Disruption ahead for NCBI databases
NCBI has announced that it will drop ‘gi number’ unique identifiers on June 15, 2016. Details are given in section 1.4 of the GenBank release notes. This will create difficulties for users of many bioinformatic tools, not just Mascot. Particularly in the context of major projects, where analyses are performed over an extended time period and results consolidated by protein identifier.
Although the change affects all NCBI Fasta files, the primary concern for most people will be the comprehensive protein database, nr. One possibility is to change the configuration of NCBInr in Mascot to use new identifiers. This keeps things simple in some respects, but it means that you can no longer load a protein view report for a search performed before the change. This is because complete protein sequences are not saved in the result files; to do so would make the files enormous. Instead, the sequence is retrieved from the Fasta when the report is loaded, and this will fail because the old gi number identifier cannot be found in the new Fasta file. The fix is to re-run the search, which is not ideal, but how often do you really need to get a protein view report off an old result file?
Issues with taxonomy
A less obvious but more serious problem concerns the way in which taxonomy is determined for entries in NCBI databases. NCBI maintains two index files, gi_taxid_prot.dmp for proteins and gi_taxid_nucl.dmp for nucleic acids, which are used by Mascot to translate gi numbers to taxonomy IDs. When gi numbers disappear, the remaining identifiers will be in Fasta Sequence ID format. This comprises a two or three letter tag indicating the source database followed by between one and three data fields, delimited by pipes (vertical bars). Here are examples for each of the source databases in the current NCBInr:
Mascot, and most other software, needs to parse out a unique identifier for every entry using some simple rule. Looking at the variation in the identifiers above, you will see that you cannot take only the second field, because this is empty for pir and prf, or the third field, which is often empty. You can’t even take the rightmost non-empty field, because this is not unique, being just a single letter for pdb entries. The only practical option is to take the complete string.
We hope that NCBI will create new indexes that allow a taxonomy ID to be looked up using a Fasta Sequence ID, although our enquiries so far have only been met with ‘we’ll get back to you’. Even if such index files are created and made available simultaneously with the new Fasta files, it is likely that the format will change in a way that cannot be handled without code changes. If so, it won’t be possible to use the new indexes with Mascot Server until we can release a patch. The alternative is to parse taxonomy descriptions from the Fasta title line and use these to look up taxonomy IDs. This is how taxonomy for NCBI was handled before the index files were available, but it is less reliable and much slower than using an index file.
Anticipated changes in Mascot
NCBInr is a pre-defined database in Mascot Database Manager. Our plan is to keep NCBInr as the name for the old format database, configured for gi numbers and gi_taxid_prot.dmp. The only action you will need to take is to turn off scheduled updates for NCBInr as the June deadline approaches. (If you forget to do this, compression of the new Fasta will fail, and the old Fasta will continue to be the active database.) Keeping the old format database online minimises disruption and means that protein view reports will continue to be available for old searches.

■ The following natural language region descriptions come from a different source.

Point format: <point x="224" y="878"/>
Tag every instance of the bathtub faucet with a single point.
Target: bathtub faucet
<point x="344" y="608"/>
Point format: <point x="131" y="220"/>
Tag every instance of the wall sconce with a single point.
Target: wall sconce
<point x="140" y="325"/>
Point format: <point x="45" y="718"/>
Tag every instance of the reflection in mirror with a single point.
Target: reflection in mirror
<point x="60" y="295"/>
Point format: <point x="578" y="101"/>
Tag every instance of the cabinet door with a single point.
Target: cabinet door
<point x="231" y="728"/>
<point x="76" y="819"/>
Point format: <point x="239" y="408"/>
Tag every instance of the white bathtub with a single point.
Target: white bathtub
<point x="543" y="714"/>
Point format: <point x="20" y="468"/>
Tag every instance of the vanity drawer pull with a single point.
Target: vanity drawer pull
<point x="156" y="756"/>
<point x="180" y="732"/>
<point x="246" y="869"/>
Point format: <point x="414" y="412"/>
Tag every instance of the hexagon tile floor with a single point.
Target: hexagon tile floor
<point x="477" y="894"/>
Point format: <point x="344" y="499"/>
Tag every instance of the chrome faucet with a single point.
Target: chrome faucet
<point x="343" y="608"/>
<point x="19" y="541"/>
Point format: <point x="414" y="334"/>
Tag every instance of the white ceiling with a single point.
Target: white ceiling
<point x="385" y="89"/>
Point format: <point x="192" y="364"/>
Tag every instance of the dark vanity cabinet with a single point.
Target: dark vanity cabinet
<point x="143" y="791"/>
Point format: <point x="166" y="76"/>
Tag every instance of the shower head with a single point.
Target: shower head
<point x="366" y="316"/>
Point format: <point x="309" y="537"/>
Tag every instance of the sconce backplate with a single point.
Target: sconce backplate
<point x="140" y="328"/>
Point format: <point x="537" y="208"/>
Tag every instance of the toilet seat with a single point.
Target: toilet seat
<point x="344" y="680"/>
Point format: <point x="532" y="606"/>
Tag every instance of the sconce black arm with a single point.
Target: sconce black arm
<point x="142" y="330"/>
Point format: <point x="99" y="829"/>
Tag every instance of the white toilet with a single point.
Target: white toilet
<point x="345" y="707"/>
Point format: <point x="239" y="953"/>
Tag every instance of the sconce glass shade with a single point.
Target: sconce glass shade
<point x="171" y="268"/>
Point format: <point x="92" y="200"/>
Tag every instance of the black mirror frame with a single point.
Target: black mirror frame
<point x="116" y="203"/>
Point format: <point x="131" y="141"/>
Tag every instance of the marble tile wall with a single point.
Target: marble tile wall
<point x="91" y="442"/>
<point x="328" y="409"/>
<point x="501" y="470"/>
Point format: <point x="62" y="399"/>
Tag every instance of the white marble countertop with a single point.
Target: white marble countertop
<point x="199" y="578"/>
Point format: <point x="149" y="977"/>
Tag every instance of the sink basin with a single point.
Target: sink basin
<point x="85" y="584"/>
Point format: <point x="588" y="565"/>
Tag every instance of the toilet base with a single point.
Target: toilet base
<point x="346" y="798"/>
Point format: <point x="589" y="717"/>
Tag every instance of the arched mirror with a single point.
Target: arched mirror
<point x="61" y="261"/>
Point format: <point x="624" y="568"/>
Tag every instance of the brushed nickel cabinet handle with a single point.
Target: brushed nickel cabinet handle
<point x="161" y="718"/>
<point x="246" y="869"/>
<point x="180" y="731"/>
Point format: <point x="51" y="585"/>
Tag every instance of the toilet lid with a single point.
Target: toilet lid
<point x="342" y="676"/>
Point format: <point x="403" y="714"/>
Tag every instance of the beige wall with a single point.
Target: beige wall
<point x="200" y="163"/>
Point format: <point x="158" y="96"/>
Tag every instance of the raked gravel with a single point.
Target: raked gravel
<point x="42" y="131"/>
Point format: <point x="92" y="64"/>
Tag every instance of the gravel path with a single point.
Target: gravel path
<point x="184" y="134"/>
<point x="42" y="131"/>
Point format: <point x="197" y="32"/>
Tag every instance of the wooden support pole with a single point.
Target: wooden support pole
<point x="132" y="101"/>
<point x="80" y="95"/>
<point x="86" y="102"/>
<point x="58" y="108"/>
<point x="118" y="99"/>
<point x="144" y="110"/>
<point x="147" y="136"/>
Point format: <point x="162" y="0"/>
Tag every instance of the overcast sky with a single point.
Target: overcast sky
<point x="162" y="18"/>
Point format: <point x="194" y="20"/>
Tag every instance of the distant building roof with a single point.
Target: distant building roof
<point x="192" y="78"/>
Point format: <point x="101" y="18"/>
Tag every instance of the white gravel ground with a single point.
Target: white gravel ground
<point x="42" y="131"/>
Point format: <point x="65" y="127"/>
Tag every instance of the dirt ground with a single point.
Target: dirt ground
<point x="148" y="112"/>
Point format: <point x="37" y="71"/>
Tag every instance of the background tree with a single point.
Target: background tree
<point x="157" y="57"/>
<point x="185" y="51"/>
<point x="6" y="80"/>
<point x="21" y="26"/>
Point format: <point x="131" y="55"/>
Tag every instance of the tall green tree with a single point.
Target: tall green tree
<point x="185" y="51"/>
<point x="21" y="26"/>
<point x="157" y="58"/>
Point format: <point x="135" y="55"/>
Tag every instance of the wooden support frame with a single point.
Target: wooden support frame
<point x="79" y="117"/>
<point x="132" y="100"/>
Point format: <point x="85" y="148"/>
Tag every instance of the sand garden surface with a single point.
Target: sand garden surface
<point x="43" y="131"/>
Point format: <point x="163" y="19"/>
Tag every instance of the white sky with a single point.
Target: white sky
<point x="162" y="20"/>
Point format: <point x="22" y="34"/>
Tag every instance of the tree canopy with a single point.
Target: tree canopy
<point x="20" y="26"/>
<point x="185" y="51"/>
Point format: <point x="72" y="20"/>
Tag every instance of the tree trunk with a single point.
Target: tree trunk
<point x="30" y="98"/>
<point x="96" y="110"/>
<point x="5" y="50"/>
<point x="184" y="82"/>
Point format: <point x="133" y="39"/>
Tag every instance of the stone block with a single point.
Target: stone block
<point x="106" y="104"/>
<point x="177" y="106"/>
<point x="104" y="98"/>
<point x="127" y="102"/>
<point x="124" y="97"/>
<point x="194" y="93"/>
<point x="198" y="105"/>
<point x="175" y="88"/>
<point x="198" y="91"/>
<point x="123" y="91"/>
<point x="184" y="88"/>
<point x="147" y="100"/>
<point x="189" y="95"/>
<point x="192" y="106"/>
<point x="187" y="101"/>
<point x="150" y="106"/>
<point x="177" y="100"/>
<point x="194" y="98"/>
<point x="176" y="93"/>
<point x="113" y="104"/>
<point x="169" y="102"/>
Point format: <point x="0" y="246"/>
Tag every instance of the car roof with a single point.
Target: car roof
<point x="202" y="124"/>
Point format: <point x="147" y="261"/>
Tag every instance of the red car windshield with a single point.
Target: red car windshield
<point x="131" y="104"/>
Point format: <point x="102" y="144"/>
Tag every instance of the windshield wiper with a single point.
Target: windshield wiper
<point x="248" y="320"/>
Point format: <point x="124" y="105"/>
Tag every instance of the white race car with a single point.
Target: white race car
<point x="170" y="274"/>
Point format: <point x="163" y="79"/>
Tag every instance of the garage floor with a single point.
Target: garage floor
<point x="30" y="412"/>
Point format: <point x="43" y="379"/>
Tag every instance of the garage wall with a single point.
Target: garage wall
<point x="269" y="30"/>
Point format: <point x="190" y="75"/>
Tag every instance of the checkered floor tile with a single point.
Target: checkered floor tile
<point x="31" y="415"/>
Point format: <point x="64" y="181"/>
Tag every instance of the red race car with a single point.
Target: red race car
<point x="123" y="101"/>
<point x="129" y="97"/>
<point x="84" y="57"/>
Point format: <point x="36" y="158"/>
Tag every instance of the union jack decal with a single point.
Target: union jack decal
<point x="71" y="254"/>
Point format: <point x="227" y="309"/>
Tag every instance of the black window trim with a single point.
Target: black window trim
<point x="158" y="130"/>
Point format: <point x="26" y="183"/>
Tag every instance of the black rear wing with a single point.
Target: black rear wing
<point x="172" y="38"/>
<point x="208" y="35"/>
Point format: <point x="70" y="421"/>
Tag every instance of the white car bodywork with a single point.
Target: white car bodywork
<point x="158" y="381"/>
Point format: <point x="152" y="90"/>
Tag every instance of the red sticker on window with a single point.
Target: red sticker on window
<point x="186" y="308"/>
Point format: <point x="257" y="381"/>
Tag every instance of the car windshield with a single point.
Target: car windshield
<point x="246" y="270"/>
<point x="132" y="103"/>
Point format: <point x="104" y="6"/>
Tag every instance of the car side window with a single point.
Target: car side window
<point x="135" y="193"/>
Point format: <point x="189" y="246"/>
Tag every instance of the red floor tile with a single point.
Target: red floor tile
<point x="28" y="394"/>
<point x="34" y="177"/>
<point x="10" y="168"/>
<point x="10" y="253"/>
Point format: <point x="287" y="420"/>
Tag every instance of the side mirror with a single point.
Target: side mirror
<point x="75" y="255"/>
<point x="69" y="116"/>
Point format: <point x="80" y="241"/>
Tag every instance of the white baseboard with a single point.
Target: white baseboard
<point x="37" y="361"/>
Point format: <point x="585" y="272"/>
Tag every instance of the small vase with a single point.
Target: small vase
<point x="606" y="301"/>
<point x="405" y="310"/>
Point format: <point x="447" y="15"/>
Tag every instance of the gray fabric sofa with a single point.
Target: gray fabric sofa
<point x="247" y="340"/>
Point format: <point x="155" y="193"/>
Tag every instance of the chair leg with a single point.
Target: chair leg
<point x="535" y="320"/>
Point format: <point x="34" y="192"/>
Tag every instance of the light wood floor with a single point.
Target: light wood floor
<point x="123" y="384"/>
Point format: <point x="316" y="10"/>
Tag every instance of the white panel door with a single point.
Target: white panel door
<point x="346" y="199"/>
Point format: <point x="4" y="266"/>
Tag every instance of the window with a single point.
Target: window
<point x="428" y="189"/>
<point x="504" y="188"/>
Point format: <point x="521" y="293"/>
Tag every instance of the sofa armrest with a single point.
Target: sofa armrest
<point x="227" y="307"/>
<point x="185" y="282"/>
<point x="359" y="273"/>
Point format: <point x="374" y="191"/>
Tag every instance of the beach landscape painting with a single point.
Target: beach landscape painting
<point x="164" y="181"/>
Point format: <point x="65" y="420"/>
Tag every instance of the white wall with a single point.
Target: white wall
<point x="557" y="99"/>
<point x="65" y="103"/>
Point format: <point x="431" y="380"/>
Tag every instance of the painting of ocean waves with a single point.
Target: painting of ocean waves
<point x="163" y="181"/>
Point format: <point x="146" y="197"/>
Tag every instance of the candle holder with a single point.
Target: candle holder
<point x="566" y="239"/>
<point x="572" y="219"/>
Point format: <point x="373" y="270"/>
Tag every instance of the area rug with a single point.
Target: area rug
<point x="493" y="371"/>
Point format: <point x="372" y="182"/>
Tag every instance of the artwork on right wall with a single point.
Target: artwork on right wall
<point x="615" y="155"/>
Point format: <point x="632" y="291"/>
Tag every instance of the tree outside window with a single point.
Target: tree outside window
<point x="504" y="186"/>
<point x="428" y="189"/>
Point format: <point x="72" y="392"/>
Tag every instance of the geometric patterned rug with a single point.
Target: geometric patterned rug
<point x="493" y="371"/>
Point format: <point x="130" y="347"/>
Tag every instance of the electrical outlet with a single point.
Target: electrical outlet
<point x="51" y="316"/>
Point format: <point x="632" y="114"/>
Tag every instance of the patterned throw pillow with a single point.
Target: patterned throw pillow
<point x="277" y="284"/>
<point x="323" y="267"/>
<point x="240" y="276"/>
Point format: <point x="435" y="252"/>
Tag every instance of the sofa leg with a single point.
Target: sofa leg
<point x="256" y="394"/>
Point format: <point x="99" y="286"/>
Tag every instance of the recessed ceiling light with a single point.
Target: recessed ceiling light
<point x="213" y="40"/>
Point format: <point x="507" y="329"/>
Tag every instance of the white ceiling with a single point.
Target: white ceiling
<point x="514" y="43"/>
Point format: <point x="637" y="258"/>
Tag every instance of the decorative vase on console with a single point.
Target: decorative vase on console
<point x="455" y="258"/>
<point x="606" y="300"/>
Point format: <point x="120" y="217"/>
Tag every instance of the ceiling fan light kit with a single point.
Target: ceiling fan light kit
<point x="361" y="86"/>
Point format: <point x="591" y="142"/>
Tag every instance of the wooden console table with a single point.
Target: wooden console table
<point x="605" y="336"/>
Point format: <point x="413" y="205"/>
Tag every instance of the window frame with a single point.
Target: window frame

NCBInr was never a good name, given that nr is non-identical, not non-redundant, so we will use a new name for the new format files, possibly NCBIni or NCBIprot. The new definition will be made public as soon as we have files from NCBI to test against. All you will need to do in Database Manager is to enable it.
However, this might be a good time to review whether you really need to have the complete NCBInr on your Mascot Server. The size of the NCBInr Fasta at the end of December 2015 was a brutal 48 GB. This has been causing problems for some time now. Updating the database takes a long time and requires a great deal of free disk space. It is no longer possible to use NCBInr on a 32-bit system because the memory requirements to create the taxonomy index exceeds the available address space on a 32-bit system.
If you have a truly unknown sample, which could contain anything, maybe SwissProt is actually a better choice for a quick ‘survey’ search? For in-depth searching, where the target proteins come from one taxonomy, a subset of GenBank entries limited to that taxonomy can be downloaded from Entrez as a Fasta. A template to configure such a file is included in Database Manager (NCBI_AA_template) and the general procedure is described on the relevant help page.
If you decide you still need a comprehensive database, consider switching to Uniref100. This offers very similar coverage, containing 26.0 billion residues compared with 28.7 billion in NCBInr, (both numbers as of December 2015).
If you currently have the NCBI EST files on your server, consider switching to the equivalent files from EMBL. The NCBI files are divided into three: human, mouse, and ‘others’, containing all other species. This last file is some 42 GB, creating the same problems as NCBInr. The EMBL files offer the same coverage and are more evenly divided into 10 files.
The only bright side to all of this is that the change is scheduled for after ASMS, and not just before, when everyone is frantically trying to complete work for presentations.